Tuesday, 13 October 2015

Questions without Notice: Take Note of Answers

Employment

3:03 pm

Photo of Sue LinesSue Lines (WA, Australian Labor Party) Share this | Hansard source

I move:

That the Senate take note of the answers given by Senator Cash to questions asked by opposition senators today relating to employment.

Isn't it amazing that we have already had a correction of the record from yesterday? What we are seeing now from Senator Cash is backflipping, backtracking, correcting the record and the different use of language around the jobs that are to be created under the various free trade agreements.

Today she started off with 'I was advised,' and gone was the banging of the table and the absolutely categorical statement that thousands of millions will be created. We heard today that there 'can be'—she used the words 'can be'—jobs on offer from China. So gone was 'will be' and it was 'can be' today—and today it was based on 'sound modelling'. But we of course did not get any reference to the sound monitoring, and I am just wondering if, when she said that today, she meant the sound modelling she was referring to yesterday—and she has just stood up and corrected the record on that. So perhaps tomorrow she will come in and correct the record once again on whatever the sound modelling was that she was relying on today that, according to Senator Cash, says that thousands of jobs will be created. What are we to believe? No longer is it categorical. No longer is it absolutely determined. We hear words like she was 'advised' and many jobs 'can be' created and 'sound modelling', and at the end of question time, oopsy daisy, she corrects the record and the term is now back to 'many thousands of jobs'.
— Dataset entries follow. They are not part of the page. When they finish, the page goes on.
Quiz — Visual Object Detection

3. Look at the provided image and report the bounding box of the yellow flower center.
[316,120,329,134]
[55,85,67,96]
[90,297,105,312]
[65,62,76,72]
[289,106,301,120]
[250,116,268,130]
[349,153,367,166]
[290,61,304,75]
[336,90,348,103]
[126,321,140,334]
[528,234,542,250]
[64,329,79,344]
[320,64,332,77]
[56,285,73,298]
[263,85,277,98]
Last night, in relation to the Fair Work Bill, Senator Cameron asked time and time again, 'Where's the proof; where's the evidence?' According to what she says, Senator Cash likes to have an evidence based framework. She is on the public record as saying that. Senator Cameron asked, 'Where is the evidence that greenfields negotiations are being dragged out for longer than six months?' I think Senator Cameron asked that three or four times—certainly in the time that I was in the chamber. Senator Cash's response was that that was what employers had told her. So, again, we get Senator Cash relying on this 'sound evidence' and then not being able to produce the sound evidence or the sound modelling and then we get the backtracking and correcting of the record. That is all that we are hearing from Senator Cash in her new position as Minister for Employment.
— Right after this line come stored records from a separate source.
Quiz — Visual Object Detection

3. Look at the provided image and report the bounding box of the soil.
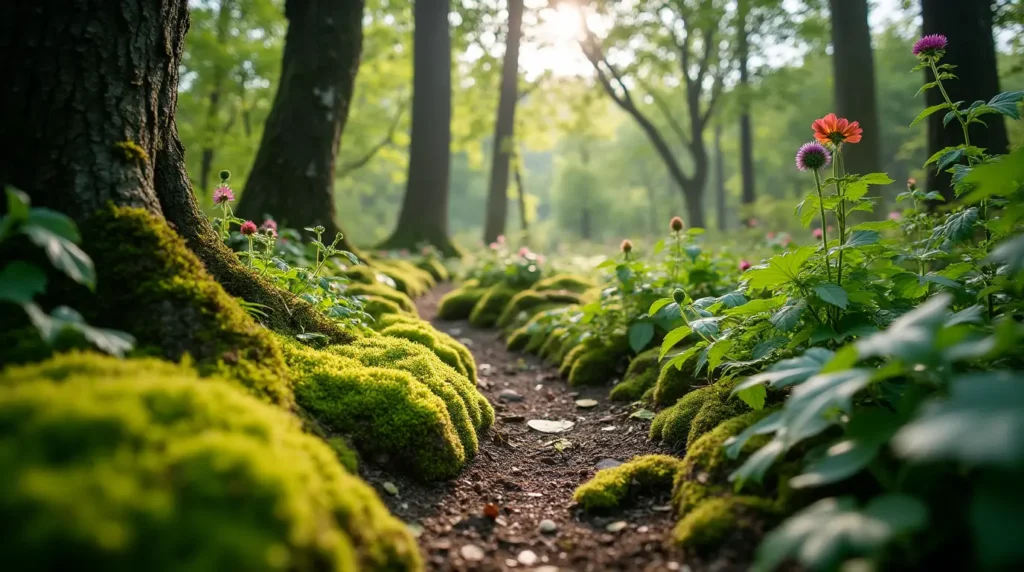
[363,285,742,571]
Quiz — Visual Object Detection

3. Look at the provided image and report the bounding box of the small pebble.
[460,544,485,562]
[606,521,628,532]
[498,389,524,402]
[595,458,623,470]
[505,558,519,567]
[539,519,558,534]
[517,550,539,566]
Today Senator Bullock asked her directly whether the government was going to cut penalty rates, and Senator Cash said a number of times, 'Penalty rates are determined by the Fair Work Commission.' But just a couple of weeks ago, on 30 September, she said that 'any proposal by the government to reduce Sunday penalty rates will be taken to the next election'. So what are we to believe? She stands in here today and says, 'No, that is the job of the Fair Work Commission,' and a couple of weeks ago she said, 'Well, if we are going to cut penalty rates'—which is all they have been talking about—'we will do that at the next election; we will take a package to the next election.'

So what are we to believe? What is the truth here? The truth is that they do not have a clue. But they have a very clear mandate on cutting penalties. There has been enough said about it, particularly by Senator Cash. And she could try to backtrack and say that it is up to the Fair Work Commission at question time today, but in an interview on 30 September she said that the government would determine the package.

The other thing she likes to say is that somehow the Productivity Commission has come up with this idea to create a two-tiered Sunday penalty system all by itself. Well, who put the reference to the Productivity Commission? It was the poor old former Treasurer under the old management, Mr Hockey. So that link between the terms of reference and what the government wants to do in terms of penalty rates is very clearly established. There is no mystery here: the terms of reference given to the Productivity Commission give the Productivity Commission plenty of room to deliver the response right to them that the government can change penalty rates. That was very clearly demonstrated when on 30 September Senator Cash said in a radio interview, 'If we are going to cut penalty rates we will take it to the next election.'

She did not mention the Fair Work Commission in that interview, just like today when she had to correct the record on her modelling of yesterday. Let's see what tomorrow brings!